When There's a Will, There's a Way
How to Design a Field With Unique Requirements
By David Nardone
When it comes to design, every field, every community and every sport has its own distinct needs and requirements. While there aren't off-the-shelf templates (or at least shouldn't be) for any given athletic field, there are some general design approaches for projects with unique circumstances that can help a community find a practical and resilient end product.
The first step in determining how best to design a field for a tight space is to talk to the coaches and managers who will be using the field. As a project begins, forming a representative user group—including coaches from each sport using the field, officials, a member or two from the field ownership or management organization, etc.—not only gets all users together to discuss the objectives for the field, but it also allows the designer to present some creative options for meeting those goals.
This kind of user group proved to be essential in redesigning the community ballfield in the Battery Park City neighborhood of New York City. Between its dense urban surroundings and jam-packed schedule of youth and adult sports, maximizing every inch of athletic space was the top priority for the new field. As the user group put it, every square inch of space meant another child could participate.

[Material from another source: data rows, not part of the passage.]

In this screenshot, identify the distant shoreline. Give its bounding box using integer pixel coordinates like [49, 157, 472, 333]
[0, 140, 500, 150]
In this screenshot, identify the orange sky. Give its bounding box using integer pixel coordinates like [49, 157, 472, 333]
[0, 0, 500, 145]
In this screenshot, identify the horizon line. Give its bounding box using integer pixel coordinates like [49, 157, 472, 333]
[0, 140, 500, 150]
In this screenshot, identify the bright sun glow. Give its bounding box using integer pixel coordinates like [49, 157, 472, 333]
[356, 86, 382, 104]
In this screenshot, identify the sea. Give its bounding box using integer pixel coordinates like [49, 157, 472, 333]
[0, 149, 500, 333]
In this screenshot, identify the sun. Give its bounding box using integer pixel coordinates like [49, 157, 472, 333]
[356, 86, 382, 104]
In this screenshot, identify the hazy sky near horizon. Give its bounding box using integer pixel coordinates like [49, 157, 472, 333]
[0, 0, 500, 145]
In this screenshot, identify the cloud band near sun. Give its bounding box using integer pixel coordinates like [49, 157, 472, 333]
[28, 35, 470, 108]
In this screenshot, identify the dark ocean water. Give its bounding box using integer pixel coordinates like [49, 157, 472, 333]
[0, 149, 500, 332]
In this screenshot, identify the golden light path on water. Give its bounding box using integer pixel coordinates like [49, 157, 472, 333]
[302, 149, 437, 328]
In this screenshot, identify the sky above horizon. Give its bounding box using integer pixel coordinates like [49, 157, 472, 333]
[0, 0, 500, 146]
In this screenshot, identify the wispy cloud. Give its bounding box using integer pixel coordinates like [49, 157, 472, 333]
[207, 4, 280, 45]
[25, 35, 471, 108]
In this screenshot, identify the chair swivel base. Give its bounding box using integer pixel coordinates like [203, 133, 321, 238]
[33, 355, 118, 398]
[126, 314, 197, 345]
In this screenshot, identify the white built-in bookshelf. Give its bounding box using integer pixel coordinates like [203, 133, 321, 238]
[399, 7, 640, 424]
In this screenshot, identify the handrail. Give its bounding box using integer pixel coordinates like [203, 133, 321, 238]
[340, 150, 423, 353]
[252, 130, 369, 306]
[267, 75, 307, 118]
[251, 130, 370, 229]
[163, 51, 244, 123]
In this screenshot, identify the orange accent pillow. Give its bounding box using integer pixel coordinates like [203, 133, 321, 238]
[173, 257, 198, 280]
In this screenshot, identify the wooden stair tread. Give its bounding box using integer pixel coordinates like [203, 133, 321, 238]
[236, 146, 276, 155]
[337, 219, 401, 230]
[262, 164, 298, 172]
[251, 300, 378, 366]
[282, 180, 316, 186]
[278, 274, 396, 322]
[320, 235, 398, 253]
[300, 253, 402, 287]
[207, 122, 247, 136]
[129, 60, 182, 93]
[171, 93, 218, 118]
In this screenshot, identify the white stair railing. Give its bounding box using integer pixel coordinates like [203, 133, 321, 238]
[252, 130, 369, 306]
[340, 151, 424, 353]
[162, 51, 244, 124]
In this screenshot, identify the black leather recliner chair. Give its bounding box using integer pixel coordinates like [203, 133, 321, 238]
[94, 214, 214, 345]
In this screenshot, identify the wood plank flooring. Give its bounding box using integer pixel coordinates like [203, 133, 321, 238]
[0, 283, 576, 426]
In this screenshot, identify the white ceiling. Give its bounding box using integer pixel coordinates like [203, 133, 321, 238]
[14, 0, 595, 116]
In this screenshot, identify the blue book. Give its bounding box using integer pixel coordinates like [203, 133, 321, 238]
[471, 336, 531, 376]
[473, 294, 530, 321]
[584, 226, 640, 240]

One solution for helping the community meet that goal was to design moveable nets into the field—these systems can separate areas of the field for particular use, such as baseball batting practice or stretching, while other activities are happening in surrounding field areas. The ball net systems are strung on a series of poles embedded below the turf with a sleeve from which the net poles can slide in and out. These nets are reconfigured seasonally to accommodate Little League, soccer and summer camps, as needed. The nets are also configured to create smaller spaces for specific drills, and teams often use the spaces between nets for warm-ups.
Battery Park City is not alone in needing to make sure its field space can accommodate several programs. Many—if not most—communities must share field space among sports. With that programming already defined, the next step in finding the most effective design is to conduct a feasibility or "fit" analysis. In other words, a designer can compare the available space against the programming goals to figure out what will and won't work. Sometimes adding a field is an option, but when it isn't, there may be some ways to reconfigure what's there to reach the same end result.
That was exactly the dilemma facing Belmont Hill School in Belmont, Mass. The school has one natural grass playing field inside its track, as well as a large, open, natural grass field complex for baseball, soccer, lacrosse and football. Adding an entirely new field for one of the sports wasn't an option, so the design team weighed the school's goals with the available space to come up with a few solutions:
- Convert to synthetic turf. With today's technologies, synthetic surfaces can match the high-level performance of natural grass that soccer players look for while holding up to the rough treatment that football and lacrosse adds. By converting both the field inside the track and the practice field to synthetic, all sports could use both fields, opening up the options.
- Reconfigure the layout. One of the challenges was the existing lacrosse field was not large enough to meet the field size regulations for soccer. However, the field abutted some useable space that just needed to be graded to increase the width of the field to work for both lacrosse and soccer. The other challenge was that the synthetic turf surface of this expanded field overlapped the natural grass outfield of the baseball field. By matching the grade of both fields and keeping the turf anchor subgrade, the two surfaces blend into each smoothly, without a noticeable difference to the eye or the feet of the baseball players.
- Add removable outfield fences. Like the netting used in Battery Park City, Belmont Hill includes removable fencing installed during the baseball season. These fences are installed through subsurface footings or sleeves that are capped and covered with sand in the off-season, keeping them out of sight and harm's way to the other sports' athletes.